The Bill was announced in the Queen's speech on 25 May 2010, and a draft Bill and the white paper 'A new approach to financial regulation: the blueprint for reform' were published on 16 June 2011. The Bill was introduced to Parliament on 26 January 2012.

The Bill aims to help manage economic risk by transferring control of macro-prudential regulation and oversight of micro-prudential regulation to the Bank of England.

The Bill allows for:

  • the establishment of a Financial Policy Committee (FPC) within the Bank of England, which will be responsible for macro-prudential regulation - this body will monitor risks to the overall economy
  • the establishment of a Prudential Regulation Authority (PRA) as a subsidiary of the Bank of England, which will have oversight of micro-prudential regulation - this body will make judgements on the soundness of individual firms
  • the establishment of a Financial Conduct Authority (FCA) to regulate the conduct of business across financial services and markets - this body will make judgements on risks to consumer protection and competition
  • the abolition of the Financial Services Authority (FSA)

A joint committee formed to scrutinise the Bill reported in December 2011, recommending that greater Parliamentary and governmental oversight be applied to the Bank of England.

The coalition government believes that that a major cause of the impact the 2007 financial crisis had on the UK was poor regulation of the financial services industry.

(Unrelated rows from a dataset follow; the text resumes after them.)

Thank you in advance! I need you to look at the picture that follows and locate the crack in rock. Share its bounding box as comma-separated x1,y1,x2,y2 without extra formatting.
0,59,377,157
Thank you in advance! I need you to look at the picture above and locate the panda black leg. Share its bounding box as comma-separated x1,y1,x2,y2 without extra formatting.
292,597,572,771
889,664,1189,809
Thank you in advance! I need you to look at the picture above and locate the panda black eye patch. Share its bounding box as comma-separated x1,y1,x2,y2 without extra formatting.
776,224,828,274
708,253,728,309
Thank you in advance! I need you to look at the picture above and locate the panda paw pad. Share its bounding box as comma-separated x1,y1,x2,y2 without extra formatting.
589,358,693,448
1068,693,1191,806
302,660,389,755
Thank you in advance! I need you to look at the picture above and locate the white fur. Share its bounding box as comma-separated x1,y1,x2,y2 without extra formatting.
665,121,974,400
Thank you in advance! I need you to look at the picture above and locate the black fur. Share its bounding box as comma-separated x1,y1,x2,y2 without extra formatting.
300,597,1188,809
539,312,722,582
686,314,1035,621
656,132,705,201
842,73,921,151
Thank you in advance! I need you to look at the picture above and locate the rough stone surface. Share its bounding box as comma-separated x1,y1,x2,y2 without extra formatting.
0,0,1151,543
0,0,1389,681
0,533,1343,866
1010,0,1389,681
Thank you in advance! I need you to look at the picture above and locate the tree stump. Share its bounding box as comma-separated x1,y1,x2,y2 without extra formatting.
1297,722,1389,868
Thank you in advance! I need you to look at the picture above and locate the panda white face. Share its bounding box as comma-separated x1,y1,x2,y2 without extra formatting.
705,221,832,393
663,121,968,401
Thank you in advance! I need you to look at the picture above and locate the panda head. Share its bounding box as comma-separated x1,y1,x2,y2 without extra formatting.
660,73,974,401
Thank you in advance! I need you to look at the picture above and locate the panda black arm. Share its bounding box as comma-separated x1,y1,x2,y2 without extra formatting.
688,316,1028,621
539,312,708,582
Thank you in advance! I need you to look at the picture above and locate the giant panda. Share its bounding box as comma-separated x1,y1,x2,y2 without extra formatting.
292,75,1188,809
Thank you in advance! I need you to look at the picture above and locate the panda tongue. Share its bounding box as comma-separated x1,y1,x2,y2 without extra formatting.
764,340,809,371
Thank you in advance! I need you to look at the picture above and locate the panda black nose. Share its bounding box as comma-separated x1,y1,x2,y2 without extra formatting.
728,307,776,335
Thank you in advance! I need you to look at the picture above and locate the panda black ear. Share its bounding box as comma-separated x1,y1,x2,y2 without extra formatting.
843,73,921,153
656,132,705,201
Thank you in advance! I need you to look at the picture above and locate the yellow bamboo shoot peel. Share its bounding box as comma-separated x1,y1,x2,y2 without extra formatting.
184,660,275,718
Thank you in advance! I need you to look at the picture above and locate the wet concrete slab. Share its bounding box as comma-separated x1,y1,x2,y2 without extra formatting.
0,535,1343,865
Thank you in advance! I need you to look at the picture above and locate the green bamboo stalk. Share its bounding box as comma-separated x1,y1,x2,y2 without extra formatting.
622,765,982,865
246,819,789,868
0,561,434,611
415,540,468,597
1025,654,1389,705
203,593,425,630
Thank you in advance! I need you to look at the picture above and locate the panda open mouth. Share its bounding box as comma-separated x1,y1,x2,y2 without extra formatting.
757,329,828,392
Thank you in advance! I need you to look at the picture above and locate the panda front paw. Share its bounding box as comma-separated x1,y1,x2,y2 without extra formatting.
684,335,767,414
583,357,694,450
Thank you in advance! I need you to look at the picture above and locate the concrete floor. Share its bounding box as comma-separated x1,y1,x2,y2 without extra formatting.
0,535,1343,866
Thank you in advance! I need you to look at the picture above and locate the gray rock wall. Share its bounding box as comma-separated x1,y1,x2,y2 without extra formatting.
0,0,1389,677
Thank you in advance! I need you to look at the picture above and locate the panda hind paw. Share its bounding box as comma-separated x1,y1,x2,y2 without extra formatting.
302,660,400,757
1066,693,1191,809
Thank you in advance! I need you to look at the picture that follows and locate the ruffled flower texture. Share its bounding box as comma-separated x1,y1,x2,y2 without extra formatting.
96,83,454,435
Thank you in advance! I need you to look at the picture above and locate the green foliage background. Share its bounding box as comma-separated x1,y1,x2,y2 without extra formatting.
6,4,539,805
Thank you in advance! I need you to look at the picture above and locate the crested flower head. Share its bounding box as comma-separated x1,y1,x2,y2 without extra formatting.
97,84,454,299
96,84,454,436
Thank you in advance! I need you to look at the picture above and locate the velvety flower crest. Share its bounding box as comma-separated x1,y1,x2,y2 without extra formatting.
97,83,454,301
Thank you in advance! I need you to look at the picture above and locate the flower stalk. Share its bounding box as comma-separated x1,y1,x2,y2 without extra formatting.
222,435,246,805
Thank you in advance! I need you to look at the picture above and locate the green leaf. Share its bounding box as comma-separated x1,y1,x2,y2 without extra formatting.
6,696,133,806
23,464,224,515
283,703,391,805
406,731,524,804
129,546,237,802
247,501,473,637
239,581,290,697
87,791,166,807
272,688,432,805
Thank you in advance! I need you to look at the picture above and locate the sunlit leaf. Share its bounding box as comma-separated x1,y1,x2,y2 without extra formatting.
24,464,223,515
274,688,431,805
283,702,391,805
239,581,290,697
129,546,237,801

In its view, the FSA became too focussed on superficial targets, with neither the Bank of England nor the Treasury being made responsible for overall oversight of the financial system. The Bill is the culmination of the work the government has done to correct these perceived problems since it was elected in May 2010.

Labour disputes the government's view of the causes of the financial crisis, but acknowledges the need for regulatory reform. In its 2010 election manifesto, the party pledged to introduce a single regulator for consumer finance, and to pass supervision of all unsecured lending to the FSA.

The Financial Services Bill was the subject of a carry-over motion on 6 February 2012, which was agreed without division.